E-commerce apps with MongoDB
Kyle Banker (@hwaet) has two articles — ☞ here and ☞ here — explaining how combining some of the MongoDB feature can make it useful for e-commerce applications.
These articles are looking at scenarios like catalog management, shopping carts, orders and inventory management. Most of the proposed solutions for these solutions are based on a combination of MongoDB rich document support, row level atomic operations and inline operators and also the extensive querying support.
A lot of the arguments levied against NoSQL in e-commerce center around transactions, consistency, and durability. A couple points, then, are worth noting.
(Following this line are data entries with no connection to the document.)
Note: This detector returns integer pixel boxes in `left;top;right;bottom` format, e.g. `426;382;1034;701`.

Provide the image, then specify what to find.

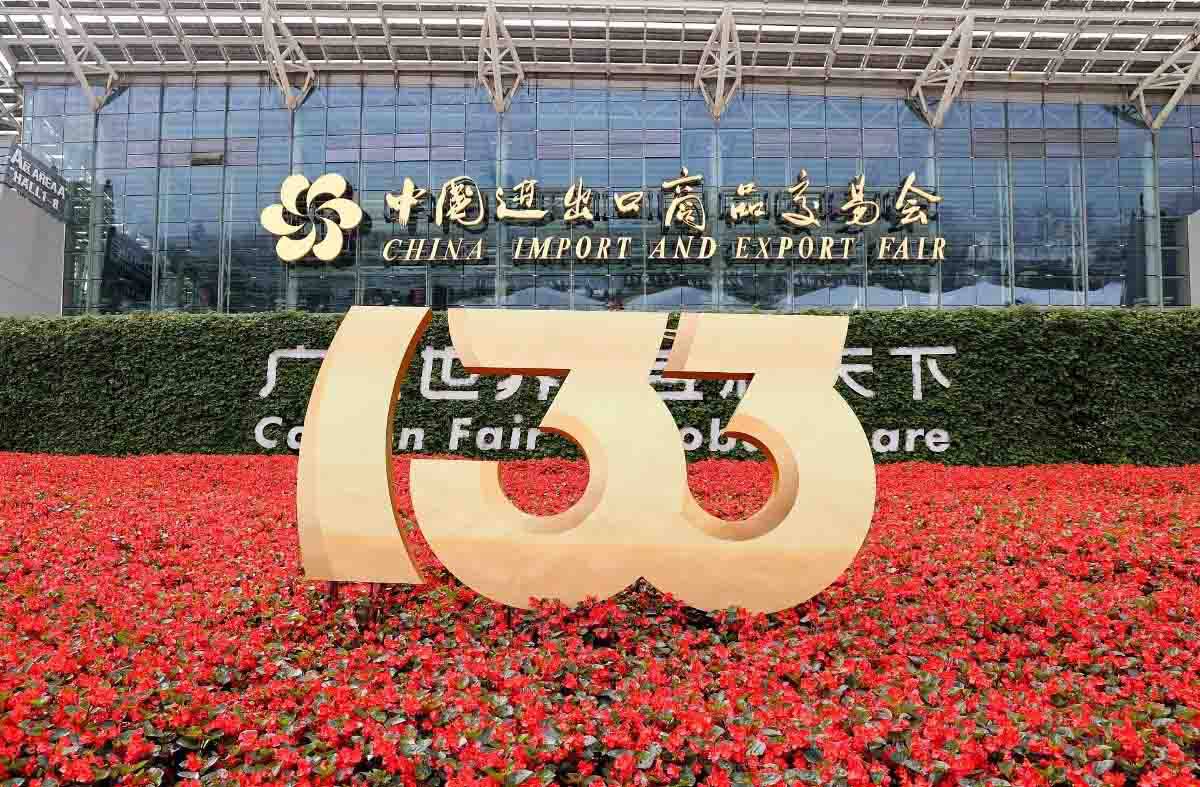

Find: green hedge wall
0;308;1200;464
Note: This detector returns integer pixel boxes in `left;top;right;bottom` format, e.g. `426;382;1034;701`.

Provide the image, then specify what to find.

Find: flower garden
0;453;1200;787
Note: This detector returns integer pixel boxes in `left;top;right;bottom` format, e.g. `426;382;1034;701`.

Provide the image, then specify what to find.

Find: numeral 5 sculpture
298;306;875;612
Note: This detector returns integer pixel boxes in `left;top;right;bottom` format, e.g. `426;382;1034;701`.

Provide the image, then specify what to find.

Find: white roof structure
0;0;1200;127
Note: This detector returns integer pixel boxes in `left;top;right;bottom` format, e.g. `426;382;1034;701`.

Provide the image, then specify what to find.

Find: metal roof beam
908;16;974;128
476;2;524;113
262;0;317;110
158;0;196;64
48;0;118;112
1129;32;1200;131
696;7;742;120
0;54;22;132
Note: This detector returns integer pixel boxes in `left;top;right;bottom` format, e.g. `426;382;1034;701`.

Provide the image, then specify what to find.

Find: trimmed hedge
0;308;1200;464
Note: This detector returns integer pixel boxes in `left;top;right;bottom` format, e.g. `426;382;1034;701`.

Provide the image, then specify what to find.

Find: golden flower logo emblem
260;173;362;263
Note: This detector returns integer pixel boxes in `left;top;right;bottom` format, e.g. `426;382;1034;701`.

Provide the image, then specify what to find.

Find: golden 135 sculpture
298;306;875;612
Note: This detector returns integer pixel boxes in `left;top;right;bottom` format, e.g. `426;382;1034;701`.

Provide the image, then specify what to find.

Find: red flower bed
0;455;1200;787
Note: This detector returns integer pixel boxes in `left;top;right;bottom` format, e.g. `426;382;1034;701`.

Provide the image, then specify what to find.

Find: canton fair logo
260;173;362;263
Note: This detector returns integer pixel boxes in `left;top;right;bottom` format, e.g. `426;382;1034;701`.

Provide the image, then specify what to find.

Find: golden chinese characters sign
262;168;947;265
298;306;875;612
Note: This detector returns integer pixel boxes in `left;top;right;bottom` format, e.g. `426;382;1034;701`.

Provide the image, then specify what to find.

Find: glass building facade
7;74;1200;314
Concerning transactions, it is true that MongoDB doesn’t support the multi-object kind; however, it does support atomic operations on individual documents. And this, combined with the document-oriented modeling just described and a little creativity, is adequate to many e-commerce problems. Certainly, if we needed to literally debit one account and credit another in the same operation, or if we wanted rollback, we’d need full-fledged transactions. However, the transactionality provided by MongoDB may be sufficient for most, if not all, e-commerce operations.
If you’re concerned about consistency and durability, know that write operations in MongoDB can be made consistent across connections. Furthermore, MongoDB 1.5 support near-real-time replication, so that it’s now possible to assure that an operation has been replicated before returning.